I’ll never forget the year I met the mole men. I’d moved into a basement apartment on the north side of Cedar Rapids and thought they were doing some heavy construction next door with all the banging. It stopped when the sound of shattering concrete came from my hot water heater closet.
I opened the door, and a stub of a human being, maybe two feet tall, crawled out of a hole, hammer in hand. He was extremely pale, thin white hair, and wore the pelt of a raccoon that fit him perfectly, his arms and head coming out of it where the raccoon’s would have been, the tail still intact.
“Hullo,” I said. My first thought was to be non-threatening, in spite of the intrusion. He was small, but he just got through hammering through cement, so he obviously had some power wrapped up in his little form.
“Nice to meet you,” he said. His voice had a scratchy rumble, and he winced at every syllable. “Terribly sorry for the intrusion. We estimated this spot to have some dead space.”
The articulate manner of the man relaxed me. “You must have learned architecture in a public school,” I said.
The middle of his thick unibrow pinched, and I was afraid I’d offended him. “Aw, your busting my chops, aren’t you?”
“It’s how I make friends,” I said.
He smiled. If you can imagine a naked mole rat smiling, that’s about what it looked like. I tried not to laugh.
“I have a rule,” I said. “Anyone who busts through my concrete floor and crawls inside has to have tea and snacks with me. You like oatmeal cookies?”
“Too much sugar,” he said. “But a rule’s a rule.” He dropped the hammer next to the hole and followed me to the kitchen.
His name was Borrian, and his underground community was new to the area. I offered a stack of pillows to sit on, but he preferred standing on the kitchen chair.
“Do you have root tea?” he asked.
I started the water heating. “So, why are you trying to get passage into the dead space of this apartment building?”
“We’re always looking for discreet entry onto the surface. This building is a nice location for us.” He took a cookie as I lay down the plateful, and described the gardens, shops, and dumpsters around that were fruitful for them. I poured his tea and set it in front of him.
“You could let yourselves be known and walk around freely. We live in very enlightened times, you know.”
“No, no,” he said. For the first time he seemed nervous. “We could never live by surface rules.”
He rubbed his fingers together. “I don’t want to say.”
“We’re sharing cookies and tea. That gives us an irrevocable bond of friendship.
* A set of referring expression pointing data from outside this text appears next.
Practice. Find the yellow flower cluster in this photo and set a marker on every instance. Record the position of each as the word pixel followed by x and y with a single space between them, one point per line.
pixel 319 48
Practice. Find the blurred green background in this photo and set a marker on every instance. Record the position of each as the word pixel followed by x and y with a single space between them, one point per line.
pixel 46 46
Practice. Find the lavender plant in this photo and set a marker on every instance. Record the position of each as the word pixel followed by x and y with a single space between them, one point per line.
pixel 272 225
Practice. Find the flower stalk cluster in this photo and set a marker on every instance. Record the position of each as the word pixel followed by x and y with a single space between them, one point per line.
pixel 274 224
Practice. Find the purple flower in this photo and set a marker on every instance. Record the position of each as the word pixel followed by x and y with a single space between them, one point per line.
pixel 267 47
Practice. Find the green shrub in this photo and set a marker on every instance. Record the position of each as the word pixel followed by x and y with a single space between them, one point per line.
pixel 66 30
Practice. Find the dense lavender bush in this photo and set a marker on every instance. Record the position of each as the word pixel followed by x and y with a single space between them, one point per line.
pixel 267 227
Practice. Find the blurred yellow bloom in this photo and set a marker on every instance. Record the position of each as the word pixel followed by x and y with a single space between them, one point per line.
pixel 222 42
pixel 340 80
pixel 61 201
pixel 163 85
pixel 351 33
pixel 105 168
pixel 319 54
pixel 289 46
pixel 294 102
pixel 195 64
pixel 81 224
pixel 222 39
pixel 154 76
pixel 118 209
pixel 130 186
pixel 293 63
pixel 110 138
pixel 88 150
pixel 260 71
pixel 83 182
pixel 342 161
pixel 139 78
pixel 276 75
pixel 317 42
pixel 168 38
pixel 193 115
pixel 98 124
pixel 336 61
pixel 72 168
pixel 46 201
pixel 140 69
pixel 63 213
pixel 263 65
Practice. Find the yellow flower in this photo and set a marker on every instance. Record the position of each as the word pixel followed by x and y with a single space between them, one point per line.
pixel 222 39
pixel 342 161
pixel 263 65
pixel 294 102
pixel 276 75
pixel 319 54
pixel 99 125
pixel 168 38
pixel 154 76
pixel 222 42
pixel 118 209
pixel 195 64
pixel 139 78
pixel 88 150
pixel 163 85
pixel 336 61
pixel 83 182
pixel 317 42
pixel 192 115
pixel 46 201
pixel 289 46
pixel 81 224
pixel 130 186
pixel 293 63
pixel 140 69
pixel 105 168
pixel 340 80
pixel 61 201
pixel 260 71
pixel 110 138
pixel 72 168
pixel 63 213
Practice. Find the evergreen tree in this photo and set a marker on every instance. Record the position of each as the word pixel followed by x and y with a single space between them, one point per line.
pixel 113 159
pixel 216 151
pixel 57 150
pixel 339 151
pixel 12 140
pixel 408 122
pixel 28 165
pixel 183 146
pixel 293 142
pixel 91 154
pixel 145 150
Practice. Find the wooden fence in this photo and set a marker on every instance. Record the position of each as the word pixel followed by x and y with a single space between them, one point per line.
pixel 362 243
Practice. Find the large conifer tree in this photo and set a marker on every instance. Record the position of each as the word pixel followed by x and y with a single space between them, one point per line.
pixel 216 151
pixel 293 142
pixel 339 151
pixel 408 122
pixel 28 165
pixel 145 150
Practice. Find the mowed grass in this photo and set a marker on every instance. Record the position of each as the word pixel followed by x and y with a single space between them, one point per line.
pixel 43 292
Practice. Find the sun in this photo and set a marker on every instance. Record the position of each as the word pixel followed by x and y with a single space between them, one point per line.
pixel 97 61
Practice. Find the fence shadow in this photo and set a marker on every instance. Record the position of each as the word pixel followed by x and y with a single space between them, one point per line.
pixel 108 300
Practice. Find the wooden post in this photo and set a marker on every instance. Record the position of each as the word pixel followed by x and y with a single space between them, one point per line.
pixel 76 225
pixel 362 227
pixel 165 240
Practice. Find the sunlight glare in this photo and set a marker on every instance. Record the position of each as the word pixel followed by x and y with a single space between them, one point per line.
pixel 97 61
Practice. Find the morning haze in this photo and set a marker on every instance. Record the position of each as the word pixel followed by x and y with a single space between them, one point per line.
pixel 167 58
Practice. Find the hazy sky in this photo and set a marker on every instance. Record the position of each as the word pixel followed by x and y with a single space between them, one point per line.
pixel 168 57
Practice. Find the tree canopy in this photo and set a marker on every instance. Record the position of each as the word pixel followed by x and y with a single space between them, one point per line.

You can tell me.”
“You’re governors are insane,” he said.
I almost spit up my tea, but managed to swallow.
“They think they honor diverse people, but they only honor them if they forsake what they are and become like them.” Borrian shoved his lower lip over his upper. “Everyone must think like them, which means no one is allowed to think like their true peoples. The most frightening thing is that they don’t even know it.”
“You’re not making sense to me,” I said.
“Trust me, friend. They would destroy us.”
My discomfort was rising. “Well, I was never one much for politics. You’re secret’s safe with me.” I finally took a cookie myself. “Where are you from? Did you ship in from Ireland?”
“Very funny,” he said. “We came up from Oklahoma. The fracking rattled the dickens out of us.”
“Oh!” Cookie crumbles fell from my mouth. “I didn’t realize.”
“We don’t hold it against them,” he said. “How are they to know? We’ll adjust for the sake of privacy.”
“Wow.” I felt bad for them, but the romantic idea of being in on such a marvelous secret overtook me. “I’m happy to let you people use my place for surface access.”
“What do you mean, ‘you people?’”
“Oh! I’m so sorry.”
Borrian rasped a laugh.
“Now you’re busting my chops!” I said.
“Yes. I thank you, good friend. We will respect your domicile to our best ability.”
It’s not like I saw them very often, but for the rest of my time there I would bump into them and sometimes share a meal. Their root pie was meaty, earthy goodness. The perspective you get from befriending and knowing a noble culture completely isolated from the rest of the world is magnificently enlightening—but not at all in the way you would expect. In that year I grew fiercely protective of them and helped them any way I could.
It was with great sadness that my company transferred me to Des Moines, and I had to leave them all behind. We patched up the cement by the water heater and said our goodbyes with one last meal.
Borrian gave me the recipe for their root pie. I make one every Saturday and set it on my front porch bench with a note: ‘Please enjoy.’ It always disappears.
It’s possible the vagrants living in the nearby woods take it. Or even the neighborhood kids. But I like to think it’s one of the mole people, and someday maybe, just maybe, they will stop by for tea.